Steering Tropical Cyclones Using Small Perturbations in an AI Weather Model

Abstract

Tropical cyclone (TC) trajectories are governed by large-scale steering flows and exhibit sensitive dependence on atmospheric initial conditions. Using Hurricane Sandy (2012) in the Aurora AI weather model, we investigate whether targeted thermodynamic perturbations can induce meaningful track deviations. Two distinct perturbation regimes emerge. In the Caribbean, forward finite-time Lyapunov exponent (FTLE) diagnostics identify dynamically sensitive regions within Sandy's steering flow, where perturbations produce substantially larger responses than random placement. In the Pacific, a preferred corridor near 165W influences Sandy through Rossby wave teleconnections, confirmed using Takaya-Nakamura wave activity flux diagnostics. Despite their different physical pathways, both regimes share a common amplification mechanism: small initial perturbations generate modest trajectory offsets that are rapidly amplified when Sandy enters the highly sensitive recurvature region. The largest experiments produce track deviations exceeding 500 km after seven days.

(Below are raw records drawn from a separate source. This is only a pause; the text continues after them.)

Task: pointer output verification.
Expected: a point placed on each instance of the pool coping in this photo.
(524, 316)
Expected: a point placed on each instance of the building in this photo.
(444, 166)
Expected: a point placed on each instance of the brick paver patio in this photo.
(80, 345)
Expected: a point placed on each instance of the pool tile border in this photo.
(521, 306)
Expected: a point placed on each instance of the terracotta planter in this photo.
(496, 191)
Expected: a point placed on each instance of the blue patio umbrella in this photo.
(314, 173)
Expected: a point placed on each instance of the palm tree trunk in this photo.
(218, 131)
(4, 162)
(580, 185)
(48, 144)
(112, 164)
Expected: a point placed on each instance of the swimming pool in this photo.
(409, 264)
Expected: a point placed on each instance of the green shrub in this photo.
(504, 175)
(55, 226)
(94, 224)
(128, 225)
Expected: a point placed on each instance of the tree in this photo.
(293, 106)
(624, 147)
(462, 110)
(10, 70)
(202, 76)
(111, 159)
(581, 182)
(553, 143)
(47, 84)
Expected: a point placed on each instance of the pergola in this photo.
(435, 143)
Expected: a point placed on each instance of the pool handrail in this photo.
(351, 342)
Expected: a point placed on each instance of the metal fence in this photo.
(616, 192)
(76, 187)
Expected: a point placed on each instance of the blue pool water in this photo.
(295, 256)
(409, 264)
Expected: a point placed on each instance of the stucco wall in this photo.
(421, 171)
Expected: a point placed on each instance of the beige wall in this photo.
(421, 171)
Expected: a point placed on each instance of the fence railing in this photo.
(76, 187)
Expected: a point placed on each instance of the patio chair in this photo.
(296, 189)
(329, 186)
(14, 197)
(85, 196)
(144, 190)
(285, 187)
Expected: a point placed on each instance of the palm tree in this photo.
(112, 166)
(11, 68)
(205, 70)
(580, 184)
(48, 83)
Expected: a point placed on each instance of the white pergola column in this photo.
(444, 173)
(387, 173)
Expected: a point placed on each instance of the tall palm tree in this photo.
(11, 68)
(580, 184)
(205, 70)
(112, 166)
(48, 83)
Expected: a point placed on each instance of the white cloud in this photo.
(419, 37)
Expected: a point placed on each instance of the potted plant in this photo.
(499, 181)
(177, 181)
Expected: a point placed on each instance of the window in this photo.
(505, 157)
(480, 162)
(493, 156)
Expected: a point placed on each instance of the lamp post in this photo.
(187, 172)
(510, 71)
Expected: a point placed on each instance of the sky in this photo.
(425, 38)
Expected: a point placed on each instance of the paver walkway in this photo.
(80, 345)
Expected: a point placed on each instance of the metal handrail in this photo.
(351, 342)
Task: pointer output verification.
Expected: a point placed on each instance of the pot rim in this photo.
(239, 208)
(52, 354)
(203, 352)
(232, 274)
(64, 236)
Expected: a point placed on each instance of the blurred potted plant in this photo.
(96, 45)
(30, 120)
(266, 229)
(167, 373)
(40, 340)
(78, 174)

These results provide a proof-of-concept demonstration of the Weather Jiu-Jitsu framework, illustrating how targeted perturbations can be amplified through atmospheric dynamics in an AI weather model. Because the required perturbations exceed current operational cloud-seeding capabilities, the experiments should be interpreted as a theoretical sensitivity analysis rather than an operational weather modification strategy.